First Ebola relapse recorded in Congo outbreak, WHO says

0
176

GENEVA (Reuters) – Health officials in eastern Congo have documented the first relapse in the current Ebola epidemic, the World Health Organization said on Friday.

Moise Vaghemi, 33, (C) an Ebola survivor who works as a nurse, cares for a patient who is suspected to be suffering from Ebola, inside the Biosecure Emergency Care Unit (CUBE) at the Ebola treatment centre in Katwa, near Butembo, in the Democratic Republic of Congo, October 3, 2019. REUTERS/Zohra Bensemra

The Ebola outbreak in Democratic Republic of Congo has so far infected more than 3,300 people and killed more than 2,200 since the middle of last year, making it the second-worst on record.

In early December, Congolese health authorities reported that a survivor in Mabalako, North Kivu province, had fallen ill with the virus again.

Preliminary tests have since classified it as a relapse, the WHO said in a weekly report.

“Rare cases of relapse – in which a person who has recovered from EVD (Ebola) gets disease symptoms again – have been documented during past outbreaks, but this is the first relapse documented in this outbreak,” it said.

Eleven new Ebola cases were confirmed in the past week, all of whom are believed to have caught the virus from the person who relapsed, according to the WHO. Overall the case was a potential source of infection for 28 people, it said.

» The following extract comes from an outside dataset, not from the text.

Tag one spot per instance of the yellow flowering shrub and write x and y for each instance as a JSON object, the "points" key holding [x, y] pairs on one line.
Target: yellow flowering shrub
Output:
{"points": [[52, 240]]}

“It is a single transmission chain but it is worrying,” said Mike Ryan, head of the WHO’s emergencies programme, on Thursday.

He said the situation in Mabalako was worrying partly due to its proximity to the town of Butembo, a populous trading hub and one-time epicentre of the outbreak.

“We had a massive problem (in Butembo) only 6 months ago, so there is real concern that any continued transmission in Mabalako may potentially re-infect Butembo.”

Despite the development of an effective vaccine and treatments, a recent surge in violence by rebel militias and criminal bands near Congo’s borders with Uganda and Rwanda has hampered efforts to contain the outbreak.

“That has created the perfect storm that has allowed virus to get away from us and go on underground,” Ryan said.